It was Saturday afternoon and we were looking at what we had on hand to get inspired on what to make for our ‘Market Dinner Project’.
Local broccoli and grilling onions were a part of our New Glasgow Market pick up order earlier that day. We had some Knoydart cheddar cheese and some Cows smoked cheddar in the fridge. And recently picked up some garlic sausages at the Whistleberry Market when we dropped off a fresh order this week (product plug!)
Fire up the grill! Throw on the veggies! We’re making quesadillas.
This was our first time having grilling onions, a mix between green onions and onion-onions. Grilling really did bring out the sweetness! Charring up some broccoli to pair with them, match made in heaven. Diced up after grilling and tossed with some lime juice and our Taco Enhancer spice blend – I honestly could have just eaten that straight and been super content. Oh right, we have a toddler – back to quesadillas.

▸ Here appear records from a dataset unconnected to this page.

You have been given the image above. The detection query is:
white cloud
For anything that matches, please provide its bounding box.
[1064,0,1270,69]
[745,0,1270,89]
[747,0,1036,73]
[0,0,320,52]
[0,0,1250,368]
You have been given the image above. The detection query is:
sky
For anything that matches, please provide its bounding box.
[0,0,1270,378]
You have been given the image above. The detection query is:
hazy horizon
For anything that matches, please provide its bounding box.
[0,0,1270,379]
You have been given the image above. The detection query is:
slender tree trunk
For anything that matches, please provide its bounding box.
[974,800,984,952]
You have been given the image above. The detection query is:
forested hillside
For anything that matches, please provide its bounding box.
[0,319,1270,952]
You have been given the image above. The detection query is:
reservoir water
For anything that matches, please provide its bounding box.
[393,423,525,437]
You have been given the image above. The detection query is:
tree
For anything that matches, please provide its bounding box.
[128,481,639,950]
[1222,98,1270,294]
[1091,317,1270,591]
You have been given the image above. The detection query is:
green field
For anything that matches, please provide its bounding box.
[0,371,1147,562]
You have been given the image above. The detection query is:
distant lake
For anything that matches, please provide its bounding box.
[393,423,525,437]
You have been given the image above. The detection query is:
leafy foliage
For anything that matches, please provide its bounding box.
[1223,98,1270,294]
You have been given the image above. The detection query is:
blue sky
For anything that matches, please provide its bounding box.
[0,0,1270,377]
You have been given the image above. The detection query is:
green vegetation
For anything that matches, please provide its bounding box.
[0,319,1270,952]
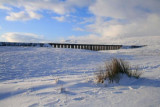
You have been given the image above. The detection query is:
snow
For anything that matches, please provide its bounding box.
[0,38,160,107]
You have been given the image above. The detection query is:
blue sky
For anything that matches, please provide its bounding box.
[0,0,160,42]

Knoydart’s cheddar cheese is our top fav! But we didn’t have enough left so we mixed it with smoked cheddar from Cow’s Creamery in PEI. The subtle smokiness was super complimentary!
Pan fry these bad boys in some butter and serve with sour cream tossed with some lime zest for a bit of pizzazz.
Quesadilla’s are not a stranger in this house. We just took a staple and upped the ante.